Dive over to ARM.com and grab the Cortex-M3 datasheet. Section 3.3.1 on page 3-4 has the instruction timings. Fortunately they're quite straightforward on the Cortex-M3.
We can see from those timings that in a perfect 'no wait state' system your professor's example takes 3 cycles:
ASR R1, R0, #31 ; 1 cycle
ADD R0, R0, R1 ; 1 cycle
EOR R0, R0, R1 ; 1 cycle
; total: 3 cycles
and your version takes two cycles:
ADD R1, R0, R0, ASR #31 ; 1 cycle
EOR R0, R1, R0, ASR #31 ; 1 cycle
; total: 2 cycles
So yours is, theoretically, faster.
You mention "The removal of one memory fetch", but is that true?
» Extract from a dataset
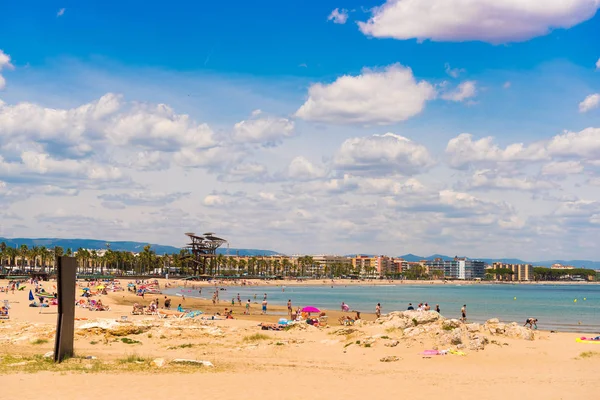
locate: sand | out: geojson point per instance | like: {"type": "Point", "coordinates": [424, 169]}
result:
{"type": "Point", "coordinates": [296, 364]}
How big are the respective routines? Since we're dealing with Thumb-2 we have a mix of 16-bit and 32-bit instructions available. Let's see how they assemble:
Their version (adjusted for UAL syntax):
.syntax unified
.text
.thumb
abs:
asrs r1, r0, #31
adds r0, r0, r1
eors r0, r0, r1
Assembles to:
00000000 17c1 asrs r1, r0, #31
00000002 1840 adds r0, r0, r1
00000004 4048 eors r0, r1
That's 3x2 = 6 bytes.
Your version (again, adjusted for UAL syntax):
.syntax unified
.text
.thumb
abs:
add.w r1, r0, r0, asr #31
eor.w r0, r1, r0, asr #31
Assembles to:
00000000 eb0071e0 add.w r1, r0, r0, asr #31
00000004 ea8170e0 eor.w r0, r1, r0, asr #31
That's 2x4 = 8 bytes.
So instead of removing a memory fetch you've actually increased the size of the code.
But does this affect performance? My advice would be to benchmark.